I love Mylio
A good friend of mine named JP Duplessis joined a startup named Mylio and they built some really amazing photo management software. I’ve been using it for over a year now and I have to say, I really like it.
I was tired of the old Windows Photo Apps that are so, well, um, boring and feature limited and I was tired of my wife losing her MacBook and all her photos on it.
You should have seen the moment when we set it up in my kitchen and I could finally sync photos off her MacBook onto my Windows PC for the first time. I thought I died and went to heaven !!
I then added a bunch of photos from my son who is an avid photographer. He went on a hike in California (which is where he lives) and I would have never seen this photo, not in a million years of begging and pleading for photo backups. He works really hard in a startup and doesn’t have time for facebook. But now, like magic using the Mylio Cloud Sync feature, it pops up on my machine and I can enjoy a whole series of amazing shots of this Tiger Swallowtail butterfly.
So I’m now using Mylio to sync over 90,000 photos across 9 machines (I have a PC, laptop, a PC at work, and a backup NAS drive, my wife has MacBook, iPad, and iPhone, and my son has Android phone and a MacBook running Windows). I hear some users have over 1 million photos and even more machines, and that makes me feel good about the scalability of this app.
Nothing else came even close to “managing” this many photos, and Mylio is incredibly snappy. I can slice and dice and pivot through folders, albums, people, ratings, all to my heart’s content and I’m never waiting for a photo to load or for thumbnails to be generated. This snappiness is probably my favorite feature of the app. Who has time to wait for photos to load, like on all those “cloud” based photo sites? I don’t.
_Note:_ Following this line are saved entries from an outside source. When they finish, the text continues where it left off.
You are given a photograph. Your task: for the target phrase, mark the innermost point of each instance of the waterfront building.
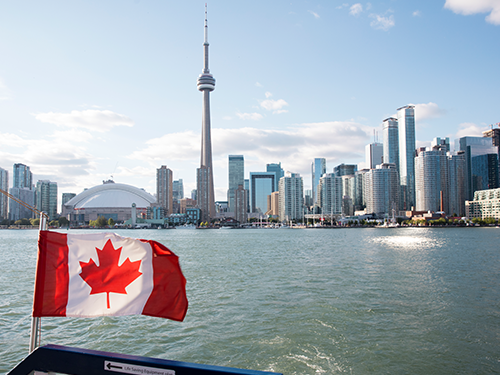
(318, 169)
(186, 203)
(486, 204)
(262, 184)
(382, 189)
(431, 181)
(456, 183)
(164, 189)
(473, 146)
(345, 169)
(18, 211)
(347, 207)
(274, 204)
(46, 197)
(221, 207)
(330, 194)
(391, 141)
(485, 172)
(291, 197)
(441, 143)
(348, 190)
(66, 197)
(374, 154)
(359, 199)
(204, 175)
(278, 171)
(4, 199)
(22, 176)
(156, 212)
(117, 201)
(240, 204)
(406, 131)
(236, 177)
(177, 190)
I’ve also used the built in photo editing features, and I love that all edits are non-destructive (they are stored in a separate *.xmp file). So any user can go back and reset the edits and try again to get a better result and as the app improves, even existing edits can look better after a Mylio update.
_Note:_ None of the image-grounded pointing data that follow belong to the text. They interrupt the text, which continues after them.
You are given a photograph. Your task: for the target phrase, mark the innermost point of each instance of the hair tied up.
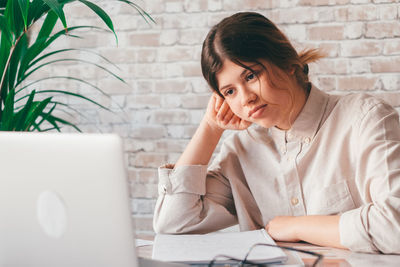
(305, 69)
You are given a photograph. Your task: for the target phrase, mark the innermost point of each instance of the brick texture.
(163, 98)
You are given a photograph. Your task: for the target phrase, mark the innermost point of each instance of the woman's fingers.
(218, 102)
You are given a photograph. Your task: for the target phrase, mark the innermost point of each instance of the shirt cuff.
(183, 179)
(353, 233)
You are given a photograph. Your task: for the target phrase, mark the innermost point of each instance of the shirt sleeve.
(375, 226)
(192, 200)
Of course, most of my photos are huge RAW files from a fancy Canon or Nikon camera and Mylio handles all those natively, no stupid OEM drivers necessary, which is fantastic. They must have done a ton of work to pull that off and I can “share” these as smaller png files on Facebook with a single button click.
So Mylio does everything I need with photos, in a fast, smooth and well-designed user interface.